I keep trying the solutions posted to threads I find in my searches but I'm feeling like I'm throwing mud against the wall at this point. I sure would appreciate some help narrowing this down.


dmesg | grep -e DMAR -e IOMMU:
Code:
[    0.960388] pci 0000:00:00.2: AMD-Vi: IOMMU performance counters supported
[    0.960412] pci 0000:20:00.2: AMD-Vi: IOMMU performance counters supported
[    0.960430] pci 0000:40:00.2: AMD-Vi: IOMMU performance counters supported
[    0.960451] pci 0000:60:00.2: AMD-Vi: IOMMU performance counters supported
[    0.977462] pci 0000:00:00.2: AMD-Vi: Found IOMMU cap 0x40
[    0.977472] pci 0000:20:00.2: AMD-Vi: Found IOMMU cap 0x40
[    0.977477] pci 0000:40:00.2: AMD-Vi: Found IOMMU cap 0x40
[    0.977481] pci 0000:60:00.2: AMD-Vi: Found IOMMU cap 0x40
[    0.978109] perf/amd_iommu: Detected AMD IOMMU #0 (2 banks, 4 counters/bank).
[    0.978114] perf/amd_iommu: Detected AMD IOMMU #1 (2 banks, 4 counters/bank).
[    0.978119] perf/amd_iommu: Detected AMD IOMMU #2 (2 banks, 4 counters/bank).
[    0.978124] perf/amd_iommu: Detected AMD IOMMU #3 (2 banks, 4 counters/bank).


conf:
Code:
agent: 1
args: -cpu 'host,+kvm_pv_unhalt,+kvm_pv_eoi,hv_vendor_id=NV43FIX,kvm=off'
bios: ovmf
boot: order=scsi0;sata2
cores: 16
cpu: host,hidden=1,flags=+pcid
efidisk0: local-zfs:vm-102-disk-1,efitype=4m,pre-enrolled-keys=1,size=1M
hostpci0: 0000:21:00,pcie=1,romfile=rtx3060ti.bin
machine: pc-q35-7.2
memory: 16384
meta: creation-qemu=6.1.0,ctime=1643449206
name: Windows
net0: virtio=92:5B:C8:65:C7:BF,bridge=vmbr0,firewall=1
net1: virtio=5E:F1:D8:F5:B9:E5,bridge=vmbr1,firewall=1
numa: 1
onboot: 1
ostype: win10
parent: fresh
sata2: none,media=cdrom
scsi0: local-zfs:vm-102-disk-0,cache=writeback,discard=on,size=128G,ssd=1
scsihw: virtio-scsi-pci
smbios1: uuid=d2f66626-ba8e-4b9c-a676-5994cd4609f2
sockets: 1
startup: order=4
tpmstate0: local-zfs:vm-102-disk-2,size=4M,version=v2.0
usb0: host=19b9:4d10,usb3=1
vga: std
vmgenid: 17483853-331f-47cc-b8ed-96431c49638d
 
Just an update.

syslog shows nothing that coincides with the restart.
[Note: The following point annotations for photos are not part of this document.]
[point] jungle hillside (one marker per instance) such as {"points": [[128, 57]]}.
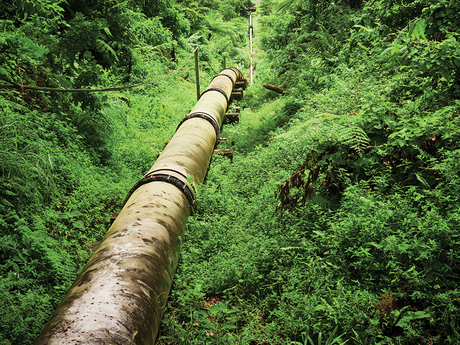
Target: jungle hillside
{"points": [[336, 221]]}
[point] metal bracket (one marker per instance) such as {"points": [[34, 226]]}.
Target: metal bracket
{"points": [[206, 117], [153, 176]]}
Eventviewer gives eventID: 41 with keywords (70368744177664),(2).
 
So changing the CPU to KVM64 fixes the problem but reduces performance. Setting to Host or Epyc the problem comes back.

I can reproduce the issue everytime by running 3dMark Timespy.


Any suggestions on how to fix this?
 
Just a wild guess: try an earlier version of package pve-edk2-firmware.
It was worth a try, but no dice.

I tried 3.20230228-1 (latest), 3.20221111-2 all, 3.20220526-1. All crashed the VM at roughly the same point in the timespy benchmark.

I also tried previous 2 kernels.


Does anybody know what logs might give more info as to why the crash is happening?
 
  • Like
Reactions: leesteken
I created a new windows 10 VM and it works set to host with the graphics card passed through. Haven't tried EPYC.

Strange as I used the VM daily on the xeon system, it only started showing issues after I switched out the motherboard/processor to Epyc.

I checked the old VM and no device errors showing in device manager. Anyway, thanks for the suggestions.